Selain itu, tugas menangani jenazah non-muslim agak ribet sebab setelah memandikan jenazah juga harus meriasnya. “Ini tidak sesuai dengan ajaran Islam, sehingga saya tidak bisa menerima tugas itu, meski gajinya besar,” katanya.
Namun demikian, keluarganya di Surabaya tidak ada yang percaya bila dirinya menjadi modin yang bisa memandikan jenazah. Sebab, ketika di Surabaya, Fatimah dikenal sebagai seorang penakut. Karena itu, dia pun ingin membuktikan kepada saudaranya bila sekarang dia tidak lagi penakut.
Saat ibunya meninggal dunia, Fatimah pun memandikan sendiri jenazah sang ibunda. Dia menangis mengenang momen kesedihan itu. Namun dia bersyukur sebab di akhir hidupnya, sang ibu sudah menjadi muslimah. Fatimah menangis terharu bila mengenang ibunya.
“Saya membimbing ibu masuk Islam. Saya memandikan jenazah ibu saat Beliau meninggal. Sejak itu banyak yang tahu bila saya bisa memandikan jenazah dan banyak yang meminta saya memulasaran jenazah saat di Surabaya tapi saya tidak mau. Cukup ibu saya saja. Dan Fatimah akhirnya dikenal bukan lagi seorang penakut,” katanya.
Layak Dapat Penghargaan
Selama bertahun-tahun Fatimah mengabdi menjadi pemulasaran jenazah, tapi tidak pernah mendapat imbalan apa pun dari KJRI. Padahal, paling banyak yang dia tangani adalah jenazah WNI. Dan selalu saja bila ada WNI meninggal dunia, Fatimah lebih banyak berperan ketimbang empat seniornya yang semua sudah sepuh.
“Saya pernah minta bantuan masker, atau kain kafan, atau alat-alat lain untuk mengurus jenazah WNI, tapi sampai hari ini tidak diberi. Padahal, kadang saya harus mendatangkan dari Indonesia untuk bahan menangani jenazah bagi WNI tersebut. Para senior saya juga curhat, mengapa kita sering membantu menangani jenazah orang Indonesia, tapi kepingin makan masakan Indonesia saja tidak pernah merasakannya. Saya jadi tidak enak kan? Saya harap KJRI mengapresiasi kerja kami yang banyak menangani jenazah WNI ini,” katanya.

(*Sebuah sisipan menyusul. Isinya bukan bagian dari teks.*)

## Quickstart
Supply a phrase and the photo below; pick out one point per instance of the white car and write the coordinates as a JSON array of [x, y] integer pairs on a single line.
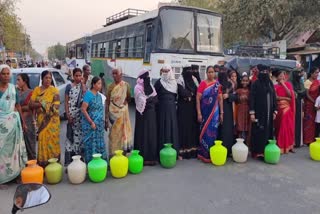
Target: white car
[[59, 79]]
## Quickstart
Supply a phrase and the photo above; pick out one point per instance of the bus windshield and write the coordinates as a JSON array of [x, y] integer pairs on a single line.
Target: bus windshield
[[209, 33], [177, 27], [176, 30]]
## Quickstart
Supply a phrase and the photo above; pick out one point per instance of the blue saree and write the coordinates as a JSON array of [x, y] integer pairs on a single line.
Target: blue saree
[[13, 154], [209, 105], [93, 139]]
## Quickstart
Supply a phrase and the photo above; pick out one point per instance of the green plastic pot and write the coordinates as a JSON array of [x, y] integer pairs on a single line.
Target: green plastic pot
[[218, 153], [168, 156], [272, 152], [119, 165], [315, 150], [135, 162], [97, 169], [53, 171]]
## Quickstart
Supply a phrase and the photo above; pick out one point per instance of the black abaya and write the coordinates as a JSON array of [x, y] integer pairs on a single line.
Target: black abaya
[[145, 133], [166, 117], [188, 125], [263, 103]]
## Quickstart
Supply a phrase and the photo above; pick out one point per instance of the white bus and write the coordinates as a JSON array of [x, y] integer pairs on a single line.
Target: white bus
[[78, 52], [173, 35]]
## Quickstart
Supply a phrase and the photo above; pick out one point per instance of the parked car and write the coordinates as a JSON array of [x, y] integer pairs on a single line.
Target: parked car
[[59, 80]]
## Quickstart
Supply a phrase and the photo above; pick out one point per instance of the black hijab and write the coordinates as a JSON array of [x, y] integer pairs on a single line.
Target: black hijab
[[264, 78], [187, 74], [224, 81], [146, 83], [196, 74], [296, 81]]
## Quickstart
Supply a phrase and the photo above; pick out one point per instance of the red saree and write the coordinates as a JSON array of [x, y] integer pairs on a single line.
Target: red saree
[[284, 122], [309, 125]]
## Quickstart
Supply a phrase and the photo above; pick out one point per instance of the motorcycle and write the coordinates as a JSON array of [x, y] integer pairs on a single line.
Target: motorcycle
[[30, 195]]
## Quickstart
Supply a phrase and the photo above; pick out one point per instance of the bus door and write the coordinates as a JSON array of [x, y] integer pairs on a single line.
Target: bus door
[[148, 43]]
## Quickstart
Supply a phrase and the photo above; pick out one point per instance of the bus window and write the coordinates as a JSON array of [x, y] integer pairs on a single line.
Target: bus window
[[113, 50], [148, 43], [209, 33], [127, 47], [138, 47], [102, 50], [80, 53], [107, 48], [131, 47], [99, 49], [176, 30], [123, 48], [95, 50]]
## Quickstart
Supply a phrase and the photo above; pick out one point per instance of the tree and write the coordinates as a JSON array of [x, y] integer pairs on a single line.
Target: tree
[[57, 51], [247, 20], [12, 32]]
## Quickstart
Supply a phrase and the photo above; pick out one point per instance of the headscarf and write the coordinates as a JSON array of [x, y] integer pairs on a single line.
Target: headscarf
[[296, 81], [224, 81], [187, 80], [143, 90], [4, 66], [196, 74], [264, 78], [168, 80]]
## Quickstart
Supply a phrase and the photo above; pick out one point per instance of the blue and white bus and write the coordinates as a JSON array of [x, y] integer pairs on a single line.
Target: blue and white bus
[[174, 35]]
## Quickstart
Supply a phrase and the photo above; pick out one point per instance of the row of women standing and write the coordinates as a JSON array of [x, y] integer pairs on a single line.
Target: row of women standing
[[20, 111], [224, 106], [160, 120]]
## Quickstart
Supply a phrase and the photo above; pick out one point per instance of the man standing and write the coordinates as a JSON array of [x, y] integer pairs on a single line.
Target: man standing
[[263, 110], [87, 77], [117, 112]]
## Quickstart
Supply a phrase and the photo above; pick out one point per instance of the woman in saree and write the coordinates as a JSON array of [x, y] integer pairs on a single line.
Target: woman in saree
[[45, 101], [300, 93], [25, 94], [312, 86], [13, 155], [117, 112], [284, 122], [73, 97], [92, 121], [210, 113]]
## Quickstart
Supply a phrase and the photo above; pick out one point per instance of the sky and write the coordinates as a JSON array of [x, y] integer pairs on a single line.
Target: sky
[[51, 21]]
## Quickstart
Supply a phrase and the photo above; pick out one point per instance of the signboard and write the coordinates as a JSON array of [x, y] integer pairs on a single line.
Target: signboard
[[281, 44]]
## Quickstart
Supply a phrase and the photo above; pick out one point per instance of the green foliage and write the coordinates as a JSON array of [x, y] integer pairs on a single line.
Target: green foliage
[[12, 32], [57, 51], [247, 20]]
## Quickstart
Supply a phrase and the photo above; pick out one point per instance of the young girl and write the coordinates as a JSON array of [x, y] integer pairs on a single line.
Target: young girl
[[243, 119]]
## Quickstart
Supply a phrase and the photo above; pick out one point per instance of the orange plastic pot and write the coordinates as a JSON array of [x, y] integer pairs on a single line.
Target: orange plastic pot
[[33, 173]]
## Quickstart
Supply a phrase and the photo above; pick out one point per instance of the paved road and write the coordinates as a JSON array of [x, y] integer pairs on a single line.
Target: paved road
[[193, 187]]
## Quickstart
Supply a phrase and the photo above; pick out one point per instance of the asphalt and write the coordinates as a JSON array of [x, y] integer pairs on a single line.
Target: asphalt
[[292, 186]]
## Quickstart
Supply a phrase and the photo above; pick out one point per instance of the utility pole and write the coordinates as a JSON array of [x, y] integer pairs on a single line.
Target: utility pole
[[25, 43]]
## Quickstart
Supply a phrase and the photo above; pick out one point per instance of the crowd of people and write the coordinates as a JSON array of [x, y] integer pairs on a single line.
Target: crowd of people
[[261, 104]]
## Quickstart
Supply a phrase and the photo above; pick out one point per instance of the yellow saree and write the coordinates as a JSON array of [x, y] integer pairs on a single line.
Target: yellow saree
[[120, 136], [48, 123]]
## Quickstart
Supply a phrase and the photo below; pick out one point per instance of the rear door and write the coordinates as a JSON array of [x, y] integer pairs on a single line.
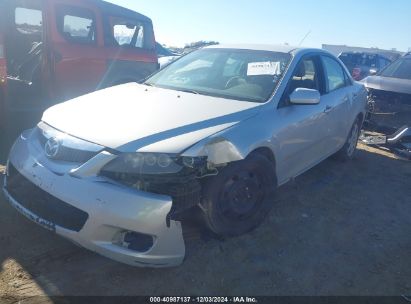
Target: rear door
[[76, 39]]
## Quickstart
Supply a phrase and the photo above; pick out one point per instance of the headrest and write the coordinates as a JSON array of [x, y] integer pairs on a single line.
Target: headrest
[[300, 70]]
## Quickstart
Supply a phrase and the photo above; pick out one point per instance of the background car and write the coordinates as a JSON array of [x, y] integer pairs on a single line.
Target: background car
[[362, 64], [390, 94], [55, 50]]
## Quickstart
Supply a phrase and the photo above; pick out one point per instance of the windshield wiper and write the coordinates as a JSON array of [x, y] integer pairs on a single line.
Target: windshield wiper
[[188, 91]]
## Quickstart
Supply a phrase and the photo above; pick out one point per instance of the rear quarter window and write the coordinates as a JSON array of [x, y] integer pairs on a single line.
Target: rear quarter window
[[76, 25], [28, 20], [130, 33]]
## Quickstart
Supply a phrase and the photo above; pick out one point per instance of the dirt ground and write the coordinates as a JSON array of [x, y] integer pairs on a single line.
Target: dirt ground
[[340, 229]]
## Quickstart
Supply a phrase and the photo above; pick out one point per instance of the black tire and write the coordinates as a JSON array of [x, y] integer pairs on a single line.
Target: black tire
[[239, 198], [350, 147]]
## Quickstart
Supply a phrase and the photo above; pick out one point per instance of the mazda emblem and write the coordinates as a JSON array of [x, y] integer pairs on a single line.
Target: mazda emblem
[[52, 147]]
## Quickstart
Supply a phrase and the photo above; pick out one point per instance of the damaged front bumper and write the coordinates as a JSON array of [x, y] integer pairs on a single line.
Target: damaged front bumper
[[104, 217]]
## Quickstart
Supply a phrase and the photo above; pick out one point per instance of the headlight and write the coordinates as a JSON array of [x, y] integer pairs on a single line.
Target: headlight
[[152, 163]]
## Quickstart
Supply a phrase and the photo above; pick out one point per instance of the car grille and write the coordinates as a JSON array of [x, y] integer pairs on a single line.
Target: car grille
[[67, 154], [43, 204]]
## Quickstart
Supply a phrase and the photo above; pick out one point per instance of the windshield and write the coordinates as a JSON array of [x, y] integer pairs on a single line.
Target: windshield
[[359, 59], [399, 69], [233, 74]]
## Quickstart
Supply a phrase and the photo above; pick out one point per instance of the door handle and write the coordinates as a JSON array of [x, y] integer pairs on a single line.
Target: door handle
[[328, 109]]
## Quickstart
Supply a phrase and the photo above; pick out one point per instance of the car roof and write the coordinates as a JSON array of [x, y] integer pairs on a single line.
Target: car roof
[[119, 11], [268, 47], [362, 53]]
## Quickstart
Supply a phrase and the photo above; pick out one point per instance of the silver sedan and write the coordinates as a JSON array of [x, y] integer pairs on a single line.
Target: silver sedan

Dulu, kata dia, timnya pernah mendapat apresiasi dari Konjen Hongkong sekitar tahun 2012. Tim ini diundang berkunjung ke Indonesia. “Tapi sekarang tidak pernah. Padahal, untuk kegiatan lain, sering diberi penghargaan. Mestinya, misalnya, dalam rangka HUT RI, KJRI memberi penghargaan untuk pengabdian tim ini. Ya semacam memberi apresiasi-lah,” katanya.
Bantu Membangun Masjid
Fatimah sendiri seorang mualaf. Sejak kecil dia dididik dalam lingkungan keluarga Katolik di Kota Surabaya. Sekolah di SD Giki, SMP Vincentius, SMAK St Louis, dan Unika Widya Mandala. Saat dewasa dia pun masuk Islam. Dia belajar agama dari sejumlah ulama, termasuk dari Prof Dr KH Ali Azis MAg, guru besar dan dosen UIN Sunan Ampel Surabaya. “Nama saya, Fatimah, ini pemberian Beliau,” ujarnya.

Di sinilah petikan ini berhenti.